La question qui se pose ici est donc toute légitime : pourquoi des soldats d’Armées africaines quand envoyées sur des fronts d’opération dans leur propre pays, prennent la fuite sans combat, ou alors 'se reposent' alors qu’ils sont dans un champ volcanique ? Pour ce qui est du Cameroun, cette question est d’autant plus lancinante que les soldats sont les seuls qui durant toute la longueur du renouveau, n’ont jamais manqué leur solde, ont des augmentations salariales quotidienne, tandis que le BIR, la milice présidentielle, émarge d’ailleurs directement aux sources pétrolières de la SNH. Qu’est-ce qui arrive aux armées africaines – et à l’Armée nationale camerounaise – pour qu’elles soient si nulles ? Nous avons devant nous les Armées nationales de Côte d’ivoire, de la RCA, transformées en milices, et bien avant, celle du Congo-Brazzaville, et surtout du Zaïre. Que se passe-t-il donc en Francophonie pour que nos pays soient si peu défendus, que les populations, abandonnées par des armées sommeilleuses au front, sont soulagées quand les soldats français viennent à la rescousse ? Les Camerounais devraient regarder avec beaucoup d’attention la situation malienne, tout comme celle en RCA, mais comme nous savons, cloitrés dans l’immanence qui est la philosophie dominante chez nous, très peu se donneront la peine. Et pourtant, voilà : des questions aussi simples que, quelle est la composition tribale des milices présidentielles qui sont les plus payées, expliqueraient pourquoi l’Armée, sous payée et sous équipée, ne pourrait que dormir au front, car pourquoi risquer sa vie quand l’on n’a pas les armes nécessaires ? Quant au BIR, même si souhaité, ne s’écrasera-t-il pas devant la barrière tribale qui le sépare de la population, dans laquelle, en contre partie les terroristes se meuvent sans effort ? 

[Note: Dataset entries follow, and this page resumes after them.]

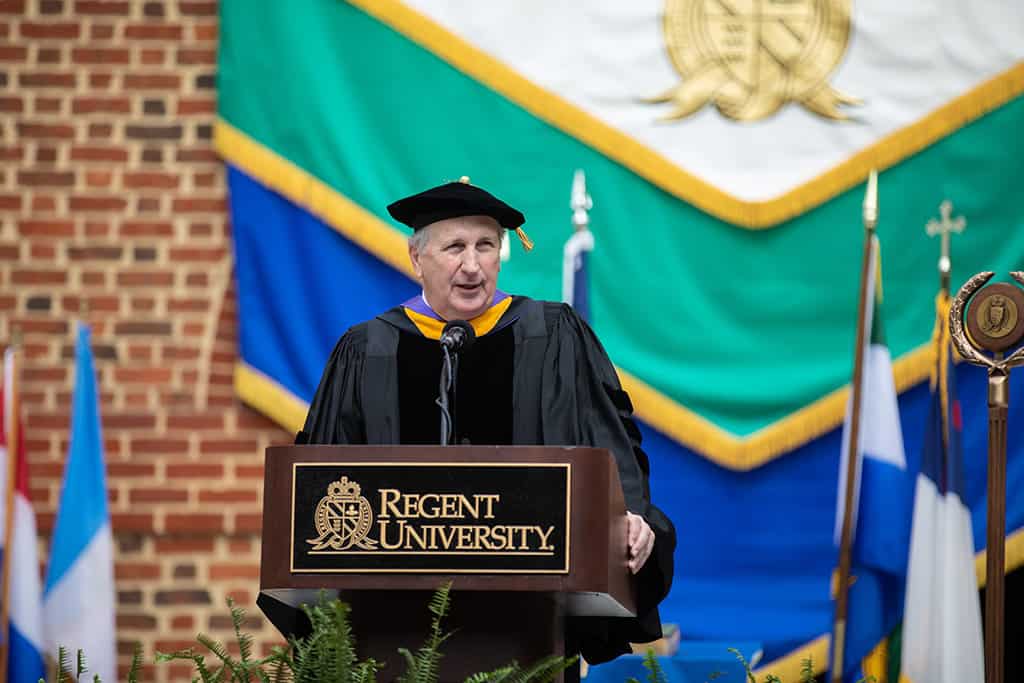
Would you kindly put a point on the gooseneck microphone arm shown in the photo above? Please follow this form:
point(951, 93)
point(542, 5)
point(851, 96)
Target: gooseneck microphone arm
point(458, 335)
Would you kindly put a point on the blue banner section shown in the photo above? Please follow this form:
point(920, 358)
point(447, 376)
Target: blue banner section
point(83, 508)
point(25, 663)
point(756, 552)
point(301, 285)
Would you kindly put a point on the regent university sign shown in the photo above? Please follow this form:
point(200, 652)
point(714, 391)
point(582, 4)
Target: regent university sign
point(402, 517)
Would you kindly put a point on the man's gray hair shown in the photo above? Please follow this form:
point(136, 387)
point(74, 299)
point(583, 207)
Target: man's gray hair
point(419, 239)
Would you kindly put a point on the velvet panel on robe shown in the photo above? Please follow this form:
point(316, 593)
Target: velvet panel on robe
point(564, 391)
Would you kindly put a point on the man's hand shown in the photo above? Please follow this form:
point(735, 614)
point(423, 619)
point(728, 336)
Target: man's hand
point(640, 539)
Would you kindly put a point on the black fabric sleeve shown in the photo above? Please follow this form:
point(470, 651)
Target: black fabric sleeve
point(604, 414)
point(336, 414)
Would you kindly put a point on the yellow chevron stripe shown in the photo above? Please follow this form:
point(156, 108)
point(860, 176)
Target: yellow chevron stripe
point(664, 173)
point(306, 190)
point(681, 424)
point(270, 398)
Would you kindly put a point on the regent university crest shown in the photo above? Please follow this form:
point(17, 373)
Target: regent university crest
point(750, 57)
point(343, 518)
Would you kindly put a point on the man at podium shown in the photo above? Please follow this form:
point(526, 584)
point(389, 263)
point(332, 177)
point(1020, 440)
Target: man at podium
point(534, 374)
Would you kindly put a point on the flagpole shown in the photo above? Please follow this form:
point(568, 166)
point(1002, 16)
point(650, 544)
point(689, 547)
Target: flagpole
point(842, 589)
point(10, 417)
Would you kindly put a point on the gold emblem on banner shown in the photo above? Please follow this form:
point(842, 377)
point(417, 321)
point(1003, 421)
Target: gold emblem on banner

Partir au Nord est, et cela n’a sans doute pas changé, toujours considéré pour les travailleurs sudistes, comme une forme de sanction disciplinaire. Une Armée nationale qui, héritière des purges d’après le 6 avril 1984, des chasses aux Nordistes, et des exécutions de masse du 1 mai 1984, montre une image hégémonique sudiste, peut-elle retourner en sa faveur une situation de conflit localisée au Nord ? Des témoignages parviennent de voyageurs qui traversent le Septentrion sur des kilomètres sans rencontrer de soldats, et ce, dans des régions qui avant 1984, portaient en elles la structure fondamentale de l’Armée nationale camerounaise. Le transvalsement des forces nationales de notre pays selon le principe de l’axe Nord/Sud après 1984 n’a-t-il pas programmé notre Armée nationale pour la défaite ? S’il est un moment où le tribalisme d’Etat ne devient plus seulement criminel, mais une haute trahison, c’est bien celui-ci. 

Mais encore plus, mener la guerre dans le dos du peuple ne peut qu’être catastrophique : le président de la république du Cameroun, avant de déclarer la ‘guerre totale’ à Paris, a-t-il songé un seul instant que le peuple camerounais qui est inclus dans sa ‘totalité’-là, est représenté par l’Assemblée nationale ? A-t-il pensé que le Sénat avait – même si pour acclamation – son mot à dire ? A-t-il cru un seul moment qu’il était nécessaire pour lui, pour la première fois d’entrer dans une Mosquée à Yaoundé par exemple – comme le faisait son prédécesseur –, afin de montrer la distinction entre le terrorisme de la foi, et la foi islamique dans sa pratique quotidienne qui est celle de millions de nos compatriotes? La guerre totale dans laquelle le Cameroun s’est jeté au final concerne trop peu de Camerounais, et encore moins des soldats qui ainsi naturellement au front dorment. La situation malienne se rapproche de nous.